For your last task, you will respond to conceptual questions.
Question 10.1: What are some common tasks for querying data?
Response 10.1: Some common tasks for querying data include filtering, grouping and summarizing,transforming variables, and joining data.
Question 10.2: Answer these two questions: (1) What information does a frequentist probability value from a null hypothesis test provide? (2) What information does an effect size calculation provide?
Response 10.2: (1) A frequentist probability value tells us the probability of observing our result if the null hypothesis were true. A low p-value (< 0.05) suggests strong evidence against the null hypothesis while a high p-value (≥ 0.05) suggests insufficient evidence to reject the null hypothesis. (2) The effect size helps us to understand the magnitude of the relationship/difference: how large or meaningful the observed relationship or difference is.

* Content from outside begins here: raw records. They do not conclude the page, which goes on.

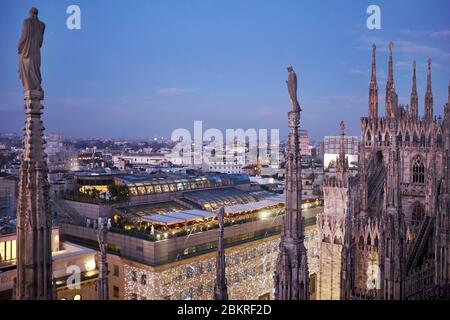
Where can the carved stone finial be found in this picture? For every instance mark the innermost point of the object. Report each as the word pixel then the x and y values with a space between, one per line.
pixel 342 126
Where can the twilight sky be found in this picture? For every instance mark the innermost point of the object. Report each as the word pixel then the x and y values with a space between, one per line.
pixel 144 68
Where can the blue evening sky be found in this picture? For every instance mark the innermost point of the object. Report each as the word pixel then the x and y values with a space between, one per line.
pixel 145 68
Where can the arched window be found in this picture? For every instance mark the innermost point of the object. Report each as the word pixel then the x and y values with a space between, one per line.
pixel 422 140
pixel 415 139
pixel 368 139
pixel 361 242
pixel 418 213
pixel 418 171
pixel 439 140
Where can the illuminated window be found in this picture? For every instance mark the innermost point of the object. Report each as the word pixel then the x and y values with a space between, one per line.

Question 10.3: Why is it important to write scripts for analytics?
Response 10.3: There are many great reasons why it is important to write scripts for analytics. Unlike non-script programs, scripts can be replicated exactly therefore they ensure scientific rigor. They also serve as evidence/complete record of the analytical processes that have been used and therefore are more transparent and accurate. They are great at reducing human transcription errors that occur when using point and click interfaces which makes them especially useful in handling larger data sets and therefore performing more complex analyses without forgetting steps or transcription mistakes.